Yesterday I received a comment on my post ‘Should You Write A Cancer Book?’ from an osteosarcoma survivor named Tamara wrote: “I would love to write a book and share my experience with those that are just starting the journey but I don’t know how to start.”
Though cancer is a monumental experience that we’d like to convey to others, our written story is only as compelling as our words make it. More important than how to start writing about cancer is to start knowing yourself as a writer.
Take time to experiment and discover your writing style, tone, and creative process. Do you want to convey emotions, practical solutions, a journal, or something else altogether? Do you enjoy writing in a descriptive, detailed, realistic, dreamy, or matter-of-fact tone? Are you a linear thinker who needs a logical plan for a project, or are you prone to passionate tangents of thought that eventually weave together? Do you need a disciplined writing schedule or are you more productive if you only write when you are moved to? The only way to find the answers to these questions is to just practice writing about anything.

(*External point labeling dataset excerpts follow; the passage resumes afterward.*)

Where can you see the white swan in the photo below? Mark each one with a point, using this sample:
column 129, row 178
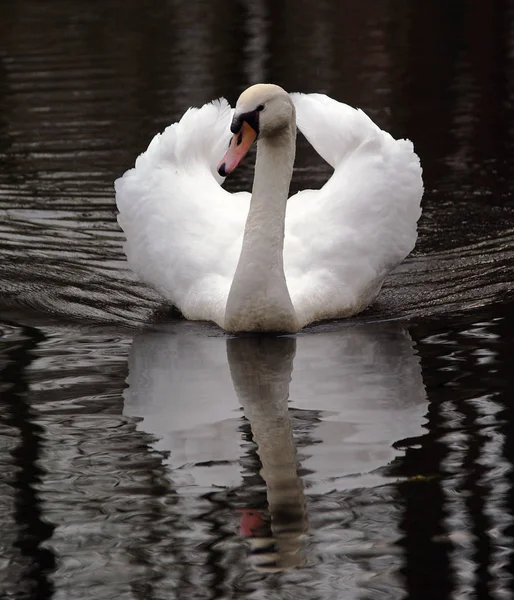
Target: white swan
column 322, row 254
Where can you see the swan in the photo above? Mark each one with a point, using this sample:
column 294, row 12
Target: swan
column 266, row 262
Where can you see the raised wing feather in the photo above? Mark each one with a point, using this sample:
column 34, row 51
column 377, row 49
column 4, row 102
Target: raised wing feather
column 342, row 240
column 183, row 230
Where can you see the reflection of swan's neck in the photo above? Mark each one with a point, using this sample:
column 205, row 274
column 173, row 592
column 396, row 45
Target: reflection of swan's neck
column 261, row 373
column 259, row 298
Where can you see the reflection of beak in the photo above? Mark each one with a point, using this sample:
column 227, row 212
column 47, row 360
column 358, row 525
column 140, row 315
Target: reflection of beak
column 252, row 523
column 238, row 147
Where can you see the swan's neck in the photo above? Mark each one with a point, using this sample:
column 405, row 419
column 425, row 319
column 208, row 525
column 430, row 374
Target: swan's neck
column 259, row 299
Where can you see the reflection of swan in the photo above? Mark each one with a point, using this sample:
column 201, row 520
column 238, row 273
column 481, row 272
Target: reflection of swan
column 361, row 387
column 327, row 260
column 261, row 372
column 353, row 392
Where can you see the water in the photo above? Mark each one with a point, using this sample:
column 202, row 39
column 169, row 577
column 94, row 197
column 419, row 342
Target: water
column 143, row 456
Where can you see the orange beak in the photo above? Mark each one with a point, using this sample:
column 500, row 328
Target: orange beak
column 237, row 149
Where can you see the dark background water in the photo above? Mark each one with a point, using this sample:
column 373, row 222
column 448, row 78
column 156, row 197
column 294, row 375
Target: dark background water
column 145, row 457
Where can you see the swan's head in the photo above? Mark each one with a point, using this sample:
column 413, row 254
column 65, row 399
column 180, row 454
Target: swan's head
column 263, row 110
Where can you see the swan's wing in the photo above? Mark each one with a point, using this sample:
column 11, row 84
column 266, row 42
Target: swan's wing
column 342, row 240
column 184, row 232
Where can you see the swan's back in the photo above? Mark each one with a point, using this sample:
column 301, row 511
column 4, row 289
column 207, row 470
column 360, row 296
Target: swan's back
column 342, row 240
column 184, row 231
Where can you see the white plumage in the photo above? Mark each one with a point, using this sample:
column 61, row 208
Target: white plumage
column 184, row 231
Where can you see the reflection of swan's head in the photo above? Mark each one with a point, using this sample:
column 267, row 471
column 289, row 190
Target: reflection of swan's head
column 263, row 110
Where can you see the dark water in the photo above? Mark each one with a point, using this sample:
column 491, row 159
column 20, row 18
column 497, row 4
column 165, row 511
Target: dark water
column 144, row 457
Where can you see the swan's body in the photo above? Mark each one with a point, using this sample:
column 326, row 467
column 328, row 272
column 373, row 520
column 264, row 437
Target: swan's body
column 327, row 259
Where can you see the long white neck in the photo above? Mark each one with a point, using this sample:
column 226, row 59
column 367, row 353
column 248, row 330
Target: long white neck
column 259, row 299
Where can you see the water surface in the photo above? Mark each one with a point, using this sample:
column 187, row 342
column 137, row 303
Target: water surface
column 147, row 457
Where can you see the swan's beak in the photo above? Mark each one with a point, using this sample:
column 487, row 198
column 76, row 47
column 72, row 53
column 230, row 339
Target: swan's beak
column 239, row 145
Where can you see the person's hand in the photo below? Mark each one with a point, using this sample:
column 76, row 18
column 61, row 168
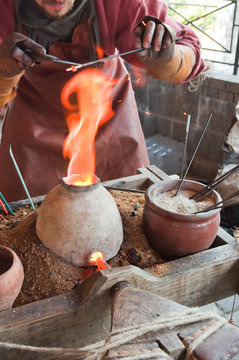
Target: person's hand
column 14, row 54
column 156, row 38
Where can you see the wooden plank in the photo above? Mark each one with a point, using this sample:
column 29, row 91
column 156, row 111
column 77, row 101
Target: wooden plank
column 194, row 281
column 131, row 182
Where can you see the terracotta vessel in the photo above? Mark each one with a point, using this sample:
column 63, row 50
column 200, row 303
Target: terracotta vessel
column 173, row 234
column 74, row 220
column 11, row 277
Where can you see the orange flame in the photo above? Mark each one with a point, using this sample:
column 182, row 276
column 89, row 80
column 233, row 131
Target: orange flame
column 97, row 258
column 93, row 90
column 100, row 52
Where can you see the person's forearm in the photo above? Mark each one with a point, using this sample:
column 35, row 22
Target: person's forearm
column 177, row 69
column 7, row 88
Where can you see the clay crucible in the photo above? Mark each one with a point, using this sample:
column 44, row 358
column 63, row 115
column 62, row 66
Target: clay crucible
column 174, row 234
column 73, row 220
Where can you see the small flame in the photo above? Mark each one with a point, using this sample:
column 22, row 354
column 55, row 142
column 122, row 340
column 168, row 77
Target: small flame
column 81, row 179
column 100, row 52
column 97, row 258
column 92, row 108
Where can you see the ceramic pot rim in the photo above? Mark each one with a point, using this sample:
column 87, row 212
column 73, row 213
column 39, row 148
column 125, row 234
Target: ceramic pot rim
column 77, row 188
column 172, row 184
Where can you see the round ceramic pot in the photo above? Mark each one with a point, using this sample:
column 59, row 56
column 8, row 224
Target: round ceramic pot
column 74, row 220
column 173, row 234
column 11, row 277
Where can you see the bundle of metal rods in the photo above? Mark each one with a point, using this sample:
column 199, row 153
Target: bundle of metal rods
column 228, row 201
column 200, row 195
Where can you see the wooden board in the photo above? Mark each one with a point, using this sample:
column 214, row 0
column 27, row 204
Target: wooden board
column 82, row 316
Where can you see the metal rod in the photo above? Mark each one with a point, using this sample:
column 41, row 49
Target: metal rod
column 6, row 204
column 210, row 187
column 185, row 145
column 124, row 189
column 75, row 67
column 222, row 206
column 21, row 178
column 195, row 151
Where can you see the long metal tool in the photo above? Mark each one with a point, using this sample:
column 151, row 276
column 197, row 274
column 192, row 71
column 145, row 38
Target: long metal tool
column 185, row 144
column 195, row 151
column 45, row 58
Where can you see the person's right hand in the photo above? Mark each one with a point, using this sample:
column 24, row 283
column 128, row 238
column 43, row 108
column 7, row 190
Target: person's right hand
column 14, row 52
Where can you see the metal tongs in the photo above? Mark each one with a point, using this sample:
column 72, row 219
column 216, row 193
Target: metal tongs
column 75, row 66
column 72, row 65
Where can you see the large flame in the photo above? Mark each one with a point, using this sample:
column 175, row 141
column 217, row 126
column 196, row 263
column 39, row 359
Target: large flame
column 93, row 90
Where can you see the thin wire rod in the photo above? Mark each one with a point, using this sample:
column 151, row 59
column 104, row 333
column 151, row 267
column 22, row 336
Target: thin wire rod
column 224, row 201
column 21, row 178
column 195, row 151
column 185, row 144
column 210, row 187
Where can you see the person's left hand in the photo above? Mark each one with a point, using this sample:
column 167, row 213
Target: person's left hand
column 156, row 38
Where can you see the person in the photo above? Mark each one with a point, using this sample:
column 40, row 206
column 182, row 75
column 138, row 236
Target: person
column 35, row 124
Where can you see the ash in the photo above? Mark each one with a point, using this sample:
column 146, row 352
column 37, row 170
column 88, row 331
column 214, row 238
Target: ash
column 181, row 203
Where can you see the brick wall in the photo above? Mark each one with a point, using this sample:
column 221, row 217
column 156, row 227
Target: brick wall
column 162, row 107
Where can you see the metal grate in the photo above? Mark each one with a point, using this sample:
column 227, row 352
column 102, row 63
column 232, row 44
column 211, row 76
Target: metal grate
column 216, row 22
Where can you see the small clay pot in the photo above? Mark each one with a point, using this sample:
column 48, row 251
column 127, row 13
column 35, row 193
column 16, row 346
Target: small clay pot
column 173, row 234
column 11, row 277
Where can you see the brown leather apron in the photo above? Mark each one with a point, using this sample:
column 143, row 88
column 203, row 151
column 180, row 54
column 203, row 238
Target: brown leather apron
column 35, row 126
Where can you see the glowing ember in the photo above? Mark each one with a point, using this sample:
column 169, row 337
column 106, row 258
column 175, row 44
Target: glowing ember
column 80, row 179
column 93, row 91
column 97, row 258
column 100, row 52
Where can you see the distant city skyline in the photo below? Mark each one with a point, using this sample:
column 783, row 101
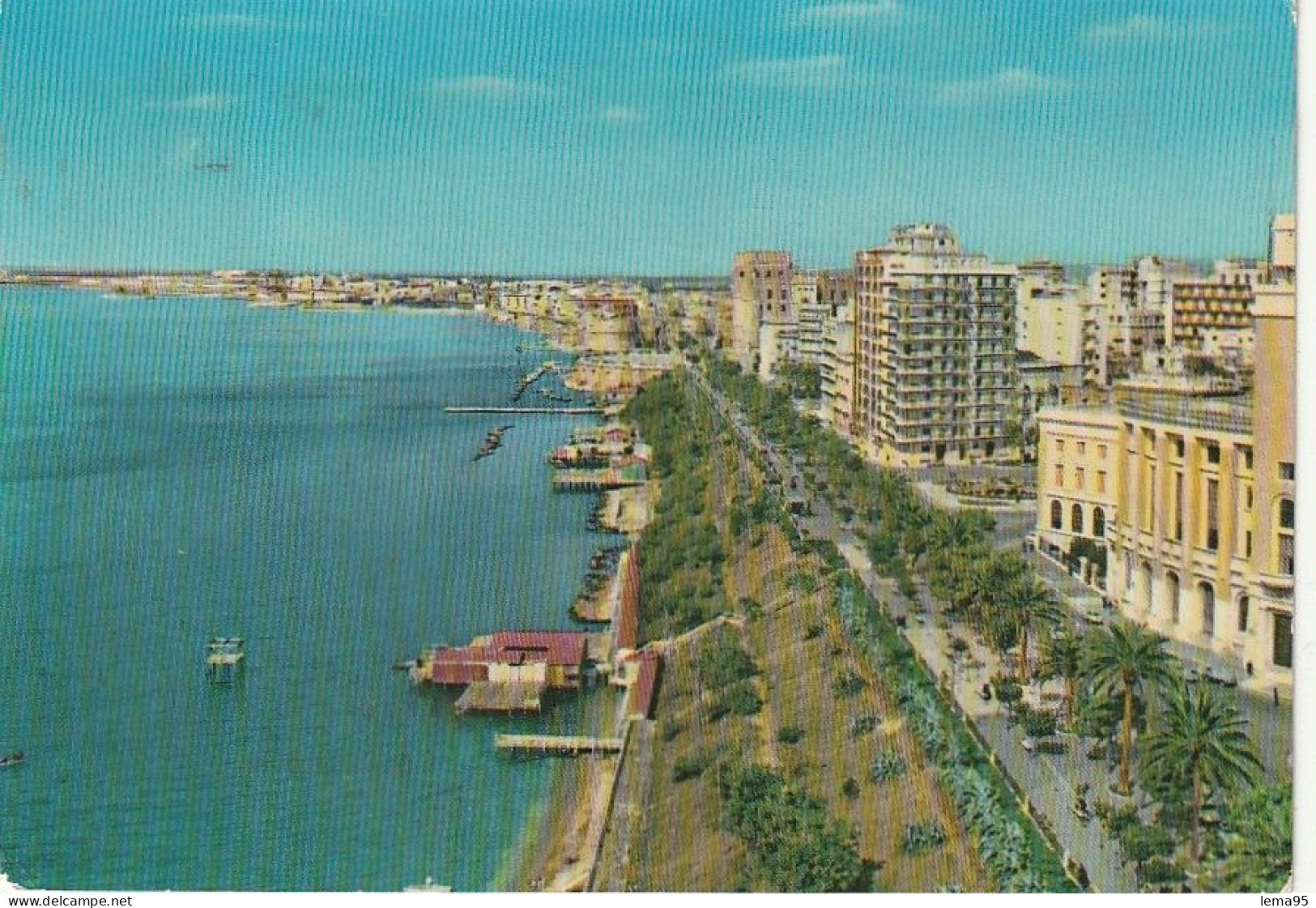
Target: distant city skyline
column 645, row 139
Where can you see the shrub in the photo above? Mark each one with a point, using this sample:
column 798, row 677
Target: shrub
column 861, row 725
column 1160, row 872
column 922, row 838
column 888, row 765
column 1007, row 690
column 793, row 844
column 1040, row 723
column 848, row 684
column 722, row 661
column 670, row 729
column 690, row 766
column 751, row 607
column 741, row 701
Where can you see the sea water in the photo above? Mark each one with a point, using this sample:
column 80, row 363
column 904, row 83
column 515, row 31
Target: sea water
column 179, row 469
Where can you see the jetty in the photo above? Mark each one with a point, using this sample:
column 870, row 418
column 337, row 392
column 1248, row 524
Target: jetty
column 530, row 378
column 500, row 697
column 595, row 480
column 492, row 441
column 557, row 744
column 224, row 657
column 549, row 411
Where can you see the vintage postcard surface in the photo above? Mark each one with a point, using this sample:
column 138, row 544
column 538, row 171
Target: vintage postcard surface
column 646, row 445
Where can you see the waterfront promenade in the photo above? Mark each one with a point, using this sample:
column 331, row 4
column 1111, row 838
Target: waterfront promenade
column 1046, row 782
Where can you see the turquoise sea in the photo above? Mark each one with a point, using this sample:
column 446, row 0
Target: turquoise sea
column 177, row 469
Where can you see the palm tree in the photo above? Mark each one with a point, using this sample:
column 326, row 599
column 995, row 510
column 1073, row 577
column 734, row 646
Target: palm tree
column 1033, row 607
column 1063, row 657
column 1126, row 659
column 1200, row 740
column 953, row 531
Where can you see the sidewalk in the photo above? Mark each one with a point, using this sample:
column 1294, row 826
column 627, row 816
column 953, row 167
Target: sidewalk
column 1048, row 781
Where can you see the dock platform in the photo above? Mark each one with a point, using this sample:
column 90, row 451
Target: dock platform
column 500, row 697
column 547, row 411
column 557, row 744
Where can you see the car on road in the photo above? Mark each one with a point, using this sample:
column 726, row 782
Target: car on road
column 1223, row 676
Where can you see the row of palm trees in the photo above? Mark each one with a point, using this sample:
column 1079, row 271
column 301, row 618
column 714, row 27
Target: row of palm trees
column 1194, row 743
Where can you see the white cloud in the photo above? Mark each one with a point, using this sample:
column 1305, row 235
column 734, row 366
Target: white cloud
column 875, row 12
column 620, row 113
column 1148, row 28
column 194, row 103
column 820, row 71
column 999, row 87
column 490, row 87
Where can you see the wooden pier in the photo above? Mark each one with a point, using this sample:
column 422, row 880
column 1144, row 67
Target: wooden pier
column 557, row 744
column 547, row 411
column 500, row 697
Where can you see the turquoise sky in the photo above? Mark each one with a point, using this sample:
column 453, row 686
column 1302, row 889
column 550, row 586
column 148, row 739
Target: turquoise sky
column 633, row 136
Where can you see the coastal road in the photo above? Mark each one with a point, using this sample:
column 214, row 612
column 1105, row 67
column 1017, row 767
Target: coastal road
column 625, row 823
column 1048, row 782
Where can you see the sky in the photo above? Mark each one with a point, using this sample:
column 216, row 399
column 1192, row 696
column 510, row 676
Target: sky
column 636, row 136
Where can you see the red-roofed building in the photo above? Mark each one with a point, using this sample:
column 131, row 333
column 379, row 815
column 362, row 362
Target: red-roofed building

Remember the song: “Let’s start at the very beginning, it’s a very good place to start”? This is the anti-thesis of how I write. I start out in left field and prefer to not know where I am headed. I let ideas flow but also heavily edit my work, eventually trashing parts I love but know don’t serve the piece as a whole. I am not even particularly concerned with the accuracy of my own memory. During surgery, treatment, and recovery, I profusely wrote in 12 spiral bound journals. I never referenced them nor included any of the material in my book.
My cancer book began by sitting in a big empty studio, blasting Belle and Sebastian, and making drawings on paper towels that were meant to become modern dance choreography. I had never written non-fiction prior to the publication of my book Everything Changes; for a decade before my young adult cancer diagnosis I was a choreographer. My program notes for the performance grew so lengthy that I ditched the performance and turned the program into the seeds of my full-length non-fiction book.
Figuring out how to write about my cancer sounds like a daunting task. Be easy on yourself. Maybe start writing about something entirely different for a while. It just might lead to your cancer story.